Proposal on TDS relief on property sold for recoveries under review

The government is examining a suggestion from banks to exempt sale of immovable property mortgaged to lenders for recovery of bad loans via auction from tax deducted at source or TDS.

Section 194-IA of the Income Tax Act mandates that TDS, at the rate of 1%, be deducted from the consideration for the transfer of an immovable property if it exceeds 50 lakh. Lenders have represented to the government for keeping such sales out of the purview of TDS.

“Banks have argued that this results in losing 1% of the sale value of the property during recovery. The matter is under consideration,” said an official aware of the deliberations.

Banks say the loan defaulter claims benefit to the extent of 1% of sale value of the property citing the TDS and they want this corrected.

The issue had figured in discussions at a meeting called by the finance ministry last month on sectoral issues including loan recoveries, the official added.

Another senior bank executive said lenders have sought that a specific exemption be provided in such cases.

“This will serve a dual purpose.
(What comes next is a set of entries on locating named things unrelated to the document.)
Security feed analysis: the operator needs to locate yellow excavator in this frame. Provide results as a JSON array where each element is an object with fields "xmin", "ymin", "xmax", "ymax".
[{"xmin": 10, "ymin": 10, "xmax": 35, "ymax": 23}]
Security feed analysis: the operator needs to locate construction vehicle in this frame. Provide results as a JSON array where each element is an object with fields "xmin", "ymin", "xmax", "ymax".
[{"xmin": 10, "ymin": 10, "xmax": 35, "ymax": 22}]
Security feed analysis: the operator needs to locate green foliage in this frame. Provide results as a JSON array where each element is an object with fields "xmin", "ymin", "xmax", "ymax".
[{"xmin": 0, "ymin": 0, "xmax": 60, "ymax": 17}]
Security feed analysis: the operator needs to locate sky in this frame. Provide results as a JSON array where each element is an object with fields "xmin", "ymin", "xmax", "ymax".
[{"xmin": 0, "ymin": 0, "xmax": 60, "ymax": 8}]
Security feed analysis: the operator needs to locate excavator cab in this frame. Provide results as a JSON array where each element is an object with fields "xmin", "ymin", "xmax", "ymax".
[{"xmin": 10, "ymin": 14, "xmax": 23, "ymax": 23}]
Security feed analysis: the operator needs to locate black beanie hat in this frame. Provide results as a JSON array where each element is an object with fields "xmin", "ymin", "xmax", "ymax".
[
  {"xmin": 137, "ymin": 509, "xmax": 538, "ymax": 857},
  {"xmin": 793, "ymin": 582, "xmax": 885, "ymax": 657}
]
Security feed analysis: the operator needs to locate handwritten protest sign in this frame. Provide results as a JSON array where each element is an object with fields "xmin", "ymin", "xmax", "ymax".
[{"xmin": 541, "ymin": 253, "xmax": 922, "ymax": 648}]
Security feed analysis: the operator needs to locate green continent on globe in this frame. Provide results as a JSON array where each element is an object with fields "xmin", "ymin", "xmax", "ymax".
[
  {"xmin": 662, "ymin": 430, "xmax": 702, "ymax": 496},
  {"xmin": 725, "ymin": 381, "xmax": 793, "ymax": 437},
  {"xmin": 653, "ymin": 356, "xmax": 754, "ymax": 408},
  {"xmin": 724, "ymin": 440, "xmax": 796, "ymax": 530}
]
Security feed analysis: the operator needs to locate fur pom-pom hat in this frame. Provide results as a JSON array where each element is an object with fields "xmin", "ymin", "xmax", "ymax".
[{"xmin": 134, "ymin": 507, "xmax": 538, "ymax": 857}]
First, the defaulter will not get any benefit, and secondly, there will be no financial loss to the bank,” he said, adding that banks can further provide details of such transactions to tax authorities.

As per the latest data, the number of cases referred by scheduled commercial banks under the Securitisation and Reconstruction of Financial Assets and Enforcement of Security Interest (SARFAESI) Act for FY 2019-20 and 2020-21 are 105,000 and 57,331 (provisional), respectively

Experts say this situation, where the defaulter seems to benefit, is an unintended consequence of the way current provisions are legislated vis-a-vis how seized properties are transferred or sold by financial institutions, including banks.

“To address this anomaly, an exception could be carved for financial institutions, for tax deduction on purchase of properties in such cases, so that they are not worse off,” said Vikas Vasal, national managing partner-tax at Grant Thornton Bharat.